Myśliwiec MiG-31 i rakieta 79M6. Zdjęcia Militaryrussia.ru
Według dostępnych danych rozwój nowego rosyjskiego kompleksu walki elektronicznej z kodem Tirada-2 rozpoczął się w 2001 roku. W ubiegłym roku poinformowano, że przeprowadzono państwowe testy systemu Tirada-2S. W sierpniu br. na forum Army-2018 podpisano umowę na dostawę seryjnych produktów Tirada-2.3. Jednocześnie dokładne dane dotyczące składu, architektury, zadań i innych cech kompleksu nie zostały jeszcze ogłoszone.
Wcześniej stwierdzono, że kompleksy linii Tirada różnych modyfikacji mają na celu tłumienie kanałów komunikacji radiowej wykorzystywanych przez statki kosmiczne. Niemożność wymiany danych lub przesyłania różnego rodzaju sygnałów nie pozwala satelitowi na wykonywanie swoich funkcji. W ten sposób statek kosmiczny pozostaje na orbicie i pozostaje sprawny, ale traci zdolność rozwiązywania przydzielonych zadań. W rezultacie przeciwnik nie może korzystać z nawigacji, łączności i innych systemów zbudowanych z satelitów.
Systemy przyszłości
Współczesne armie krajów rozwiniętych najaktywniej wykorzystują zgrupowania kosmiczne z pojazdami o różnym przeznaczeniu. Za pomocą satelitów prowadzone są rozpoznanie, komunikacja, nawigacja itp. W dającej się przewidzieć przyszłości statki kosmiczne pozostaną najważniejszym elementem obrony i istnieją powody, by sądzić, że ich znaczenie dla armii będzie rosło. W rezultacie siły zbrojne potrzebują również środków do zwalczania wrogich statków kosmicznych. Rozwój takich systemów trwa od połowy ubiegłego wieku i przyniósł pewne rezultaty w wielu dziedzinach. Jednak ze względu na swoją szczególną złożoność systemy antysatelitarne nie są jeszcze szeroko rozpowszechnione.
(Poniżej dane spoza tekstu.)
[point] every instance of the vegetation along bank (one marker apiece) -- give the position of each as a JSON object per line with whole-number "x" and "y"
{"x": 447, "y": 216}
Jednak potrzeba broni antysatelitarnej jest oczywista. Pomimo złożoności takich systemów, wiodące kraje nadal je rozwijają, a najbardziej udane modele nawet wchodzą do użytku. Nowoczesna broń przeciwsatelitarna generalnie radzi sobie z powierzonymi zadaniami, choć ma ograniczony potencjał pod względem wysokości i celności. Ale jego dalszy rozwój powinien prowadzić do pojawienia się nowych próbek o specjalnych cechach i możliwościach. Czas pokaże, jakie warianty broni przeciwsatelitarnej zostaną opracowane w najbliższej przyszłości i trafią do eksploatacji.